Asked what drew her to Iola, Heismeyer said having an opportunity to work for Health Corporation of America (HCA), ACH’s management group, initially piqued her interest.
“HCA has a great reputation and when I visited, I found Iola to be a warm and welcoming community,” Heismeyer said. “I never felt like an outsider. I went to Rotary and to the church of my choice and had the same feelings.”
Dr. Dan Myers, who became ACH’s resident surgeon last year, felt the same. He also said the “warm and caring attitude of the hospital’s staff for patients” was a major factor in his decision. Myers previously was at Labette Health in Parsons.

COMMITTEE members reviewed their visit to Kiowa County Memorial Hospital in Greensburg last Friday.

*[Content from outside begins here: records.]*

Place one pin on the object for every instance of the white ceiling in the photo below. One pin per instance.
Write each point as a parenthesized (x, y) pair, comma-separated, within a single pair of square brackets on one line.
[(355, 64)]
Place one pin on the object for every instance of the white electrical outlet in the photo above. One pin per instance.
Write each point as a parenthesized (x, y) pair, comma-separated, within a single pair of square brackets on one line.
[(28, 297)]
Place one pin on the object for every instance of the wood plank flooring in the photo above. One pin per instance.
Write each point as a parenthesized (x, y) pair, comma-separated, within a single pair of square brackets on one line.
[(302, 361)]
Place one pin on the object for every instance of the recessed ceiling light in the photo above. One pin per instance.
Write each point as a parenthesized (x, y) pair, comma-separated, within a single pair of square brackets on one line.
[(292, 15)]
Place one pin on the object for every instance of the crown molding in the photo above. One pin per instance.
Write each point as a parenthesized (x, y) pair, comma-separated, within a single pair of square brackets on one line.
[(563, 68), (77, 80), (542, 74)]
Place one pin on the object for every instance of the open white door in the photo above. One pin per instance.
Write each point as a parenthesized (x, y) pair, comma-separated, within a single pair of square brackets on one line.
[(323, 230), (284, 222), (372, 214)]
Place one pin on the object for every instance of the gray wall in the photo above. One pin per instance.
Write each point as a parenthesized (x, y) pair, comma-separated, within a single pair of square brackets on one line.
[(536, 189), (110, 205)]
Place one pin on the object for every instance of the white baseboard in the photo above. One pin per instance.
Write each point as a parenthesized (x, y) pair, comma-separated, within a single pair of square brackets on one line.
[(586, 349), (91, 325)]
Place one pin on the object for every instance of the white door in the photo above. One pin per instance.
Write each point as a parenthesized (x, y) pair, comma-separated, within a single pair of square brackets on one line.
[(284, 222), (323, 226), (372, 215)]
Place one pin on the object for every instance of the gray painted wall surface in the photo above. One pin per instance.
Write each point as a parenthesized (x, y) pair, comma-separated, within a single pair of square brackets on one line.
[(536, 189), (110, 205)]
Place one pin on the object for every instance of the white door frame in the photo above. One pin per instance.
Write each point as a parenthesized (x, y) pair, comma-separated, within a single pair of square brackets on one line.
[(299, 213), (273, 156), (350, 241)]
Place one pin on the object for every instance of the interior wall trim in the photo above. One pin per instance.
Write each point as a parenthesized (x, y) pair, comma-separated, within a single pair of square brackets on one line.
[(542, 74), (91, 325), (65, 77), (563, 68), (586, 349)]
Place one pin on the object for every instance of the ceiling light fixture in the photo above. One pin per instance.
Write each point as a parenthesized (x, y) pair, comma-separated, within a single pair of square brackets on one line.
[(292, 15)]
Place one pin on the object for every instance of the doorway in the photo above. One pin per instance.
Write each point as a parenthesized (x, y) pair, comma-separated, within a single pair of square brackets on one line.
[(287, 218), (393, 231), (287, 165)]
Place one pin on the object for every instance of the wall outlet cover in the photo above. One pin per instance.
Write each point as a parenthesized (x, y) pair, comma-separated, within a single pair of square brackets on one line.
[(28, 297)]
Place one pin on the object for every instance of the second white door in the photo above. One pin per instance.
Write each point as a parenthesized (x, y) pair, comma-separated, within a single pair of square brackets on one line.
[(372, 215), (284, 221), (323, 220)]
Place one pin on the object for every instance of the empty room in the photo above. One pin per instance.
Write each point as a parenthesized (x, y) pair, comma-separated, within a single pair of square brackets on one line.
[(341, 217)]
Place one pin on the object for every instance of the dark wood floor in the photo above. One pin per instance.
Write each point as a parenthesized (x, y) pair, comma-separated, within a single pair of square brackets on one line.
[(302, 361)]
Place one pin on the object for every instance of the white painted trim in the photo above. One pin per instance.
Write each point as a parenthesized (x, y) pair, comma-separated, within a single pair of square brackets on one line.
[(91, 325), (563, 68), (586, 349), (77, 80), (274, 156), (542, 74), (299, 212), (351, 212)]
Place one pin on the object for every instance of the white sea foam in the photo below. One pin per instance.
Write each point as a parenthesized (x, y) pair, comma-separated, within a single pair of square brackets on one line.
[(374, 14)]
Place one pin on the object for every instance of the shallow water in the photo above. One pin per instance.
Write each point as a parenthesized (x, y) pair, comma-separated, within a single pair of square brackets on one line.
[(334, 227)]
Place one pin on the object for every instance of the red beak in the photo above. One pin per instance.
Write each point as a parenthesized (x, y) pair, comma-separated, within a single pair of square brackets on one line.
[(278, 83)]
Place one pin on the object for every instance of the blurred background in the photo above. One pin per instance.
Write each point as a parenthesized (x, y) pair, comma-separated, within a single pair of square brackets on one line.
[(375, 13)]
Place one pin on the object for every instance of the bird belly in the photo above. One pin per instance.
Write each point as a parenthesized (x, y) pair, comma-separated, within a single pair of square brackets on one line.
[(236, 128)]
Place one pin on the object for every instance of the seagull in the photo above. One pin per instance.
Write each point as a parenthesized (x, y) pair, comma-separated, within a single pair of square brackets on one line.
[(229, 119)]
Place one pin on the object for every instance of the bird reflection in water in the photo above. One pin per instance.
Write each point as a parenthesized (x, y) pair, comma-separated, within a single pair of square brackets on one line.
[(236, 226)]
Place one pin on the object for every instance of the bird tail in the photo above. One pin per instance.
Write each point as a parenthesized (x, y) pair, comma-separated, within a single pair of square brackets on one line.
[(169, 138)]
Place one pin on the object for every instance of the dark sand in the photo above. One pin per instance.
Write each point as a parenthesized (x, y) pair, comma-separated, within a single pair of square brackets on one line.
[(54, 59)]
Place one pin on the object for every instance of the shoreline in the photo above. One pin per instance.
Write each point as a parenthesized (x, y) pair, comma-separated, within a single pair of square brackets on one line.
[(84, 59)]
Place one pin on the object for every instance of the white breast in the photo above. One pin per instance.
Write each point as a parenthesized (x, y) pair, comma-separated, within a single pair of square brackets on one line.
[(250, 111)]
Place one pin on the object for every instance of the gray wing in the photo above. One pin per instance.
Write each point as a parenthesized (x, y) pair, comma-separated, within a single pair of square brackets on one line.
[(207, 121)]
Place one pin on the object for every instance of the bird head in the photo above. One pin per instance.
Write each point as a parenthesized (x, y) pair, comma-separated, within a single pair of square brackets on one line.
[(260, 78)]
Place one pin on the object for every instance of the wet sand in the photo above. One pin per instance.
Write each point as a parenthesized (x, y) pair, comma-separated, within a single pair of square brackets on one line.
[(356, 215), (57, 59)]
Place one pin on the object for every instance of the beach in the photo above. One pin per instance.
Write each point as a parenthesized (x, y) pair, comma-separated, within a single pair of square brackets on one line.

They found a 50,000 square foot critical access facility with 15 beds on the cusp of qualifying for Leadership in Energy and Environment Design recognition, which would be a first for Kansas.
The $25 million hospital, all but $2.2 million paid for through the Federal Emergency Management Agency, grants and insurance, incorporated many features to cut energy consumption and protect the environment. A 50-kilowatt wind turbine provides most of its power.
The hospital has specialty areas for dental, cardiology and vision care. A physician and physician’s assistance practice in an adjacent clinic. The hospital has about 80 employees.
Greensburg’s population is 900, down from the 1,600 who lived there prior to being hit by a massive tornado in 2007.
It has a 16-slice CAT machine. Previously, the Greensburg hospital had one-slice capability.
The next meeting — all are open to the public —  will be at 3 p.m. Monday in the Allen County Courthouse assembly room.
Potential building sites for a new hospital will be discussed. The ACH Foundation and how it might be expanded also will be on the agenda.